RICK: I mean, you can believe that it’s possible to experience it, I think you could say, but believing in it alone isn’t going to do you much good. Like believing there’s really good food in this restaurant, you could starve to death doing that.

LISSA: Exactly, exactly. Yeah, so any belief, and it might help open something if he’s like, oh, I really believe that there’s more than what I’m experiencing. – Yeah, that’s good. – Okay, that’s a good one.

RICK: Yeah. – Start, first step.

LISSA: Right, right, right. So that’s a good one. So maybe beliefs that don’t limit at first, to like let them keep opening and opening. But it’s like, I think that that’s what going back to the Enneagram did for me while I was working with it for myself, was it showed me identity. It showed me identity that I didn’t even know I had, which, shadow work, right?

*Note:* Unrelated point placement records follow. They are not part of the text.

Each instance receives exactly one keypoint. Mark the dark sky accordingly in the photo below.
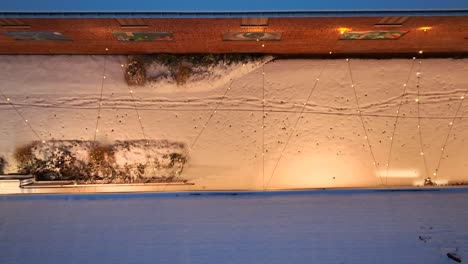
(218, 5)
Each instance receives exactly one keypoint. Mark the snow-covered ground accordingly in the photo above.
(318, 227)
(320, 144)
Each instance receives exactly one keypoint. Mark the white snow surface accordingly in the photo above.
(326, 227)
(325, 146)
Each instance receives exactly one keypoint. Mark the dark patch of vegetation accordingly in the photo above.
(180, 67)
(91, 162)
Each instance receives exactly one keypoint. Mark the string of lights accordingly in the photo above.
(26, 121)
(362, 122)
(96, 130)
(451, 125)
(263, 127)
(294, 128)
(418, 101)
(397, 117)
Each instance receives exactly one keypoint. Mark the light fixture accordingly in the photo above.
(343, 30)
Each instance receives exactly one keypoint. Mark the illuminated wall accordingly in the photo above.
(301, 124)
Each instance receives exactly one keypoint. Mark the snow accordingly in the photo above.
(326, 144)
(312, 227)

You know, like, okay, I didn’t even know that I was walking around carrying all this with me. So it showed me that. It showed me beliefs and identity and patterns of behavior that didn’t need to be there, or, and some patterns of behavior that are still there, but I know they’re not what I am. And so they show up, oh, well, you know, but it did help with that. And any kind of tool like that, a good psychotherapist, some psychotherapy is not so good, but.

RICK: Yeah, we’re gonna talk more about psychotherapy before we’re finished here. Couple little pithy things about beliefs. I remember Oprah Winfrey was interviewing Eckhart Tolle, and she had him do this thing where he was finishing her sentences. And so one sentence was, I believe, and he said, nothing in particular. (both laughing)

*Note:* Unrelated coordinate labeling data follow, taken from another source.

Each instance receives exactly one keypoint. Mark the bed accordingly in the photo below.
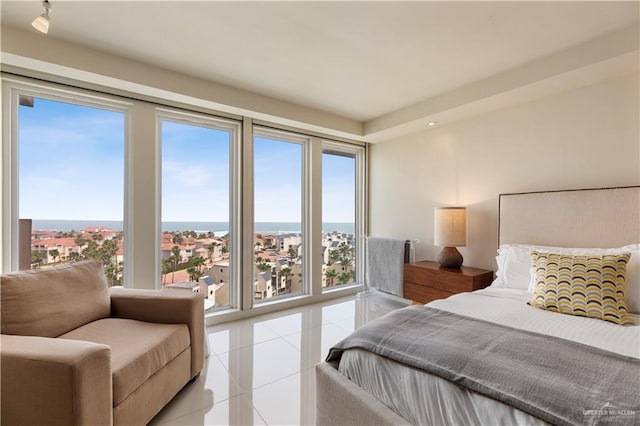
(368, 387)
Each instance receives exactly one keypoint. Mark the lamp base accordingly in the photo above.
(450, 257)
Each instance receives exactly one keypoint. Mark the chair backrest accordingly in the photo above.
(50, 302)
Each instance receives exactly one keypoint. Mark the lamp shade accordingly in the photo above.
(450, 227)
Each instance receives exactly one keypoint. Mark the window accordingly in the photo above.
(70, 184)
(278, 214)
(338, 218)
(197, 192)
(165, 196)
(342, 227)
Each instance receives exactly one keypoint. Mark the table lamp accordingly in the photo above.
(450, 231)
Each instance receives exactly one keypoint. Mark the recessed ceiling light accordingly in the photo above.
(41, 23)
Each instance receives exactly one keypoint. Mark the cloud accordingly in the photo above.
(178, 173)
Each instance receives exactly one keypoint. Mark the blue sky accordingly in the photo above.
(71, 166)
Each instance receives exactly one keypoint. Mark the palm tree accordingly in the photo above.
(198, 262)
(211, 248)
(166, 267)
(344, 277)
(175, 253)
(286, 273)
(54, 254)
(37, 258)
(331, 275)
(194, 274)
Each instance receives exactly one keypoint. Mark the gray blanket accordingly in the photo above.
(556, 380)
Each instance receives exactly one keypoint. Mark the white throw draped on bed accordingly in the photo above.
(385, 264)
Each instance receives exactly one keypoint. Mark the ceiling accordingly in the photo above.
(359, 60)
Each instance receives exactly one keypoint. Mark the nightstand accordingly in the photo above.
(426, 281)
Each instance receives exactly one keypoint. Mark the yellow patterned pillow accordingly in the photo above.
(587, 286)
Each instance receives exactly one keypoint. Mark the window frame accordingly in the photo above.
(12, 89)
(234, 128)
(287, 136)
(359, 153)
(142, 179)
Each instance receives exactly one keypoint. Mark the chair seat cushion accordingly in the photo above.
(138, 349)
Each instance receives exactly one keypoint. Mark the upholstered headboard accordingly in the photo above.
(604, 217)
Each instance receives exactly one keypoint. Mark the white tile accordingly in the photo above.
(195, 395)
(219, 380)
(233, 411)
(238, 335)
(268, 361)
(348, 324)
(262, 363)
(342, 309)
(288, 401)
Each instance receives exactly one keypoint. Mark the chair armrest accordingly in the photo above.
(55, 381)
(167, 307)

LISSA: That’s it, that’s great. Yeah, that’s right, yeah.

RICK: Another good one I heard from Suzanne Giesemann, whom I interviewed a couple of times, she said, turn your demands into preferences.

LISSA: Okay, yeah.

RICK: Yeah, it’s like, you know, I will be done kind of a thing.

LISSA: Right, acceptance.

RICK: Another thing is to be scientific about it. I mean, scientists don’t put much stock in belief. They form hypotheses, and certain hypotheses are more substantiated, better substantiated than others. But the belief is really not part of the lexicon for someone who’s proceeding in an empirical path.

LISSA: Right, exactly, exactly.

RICK: So psychotherapy, you just brought that up, and that was one of your points that you wanted to be sure to talk about. How can it be useful, especially on a spiritual path?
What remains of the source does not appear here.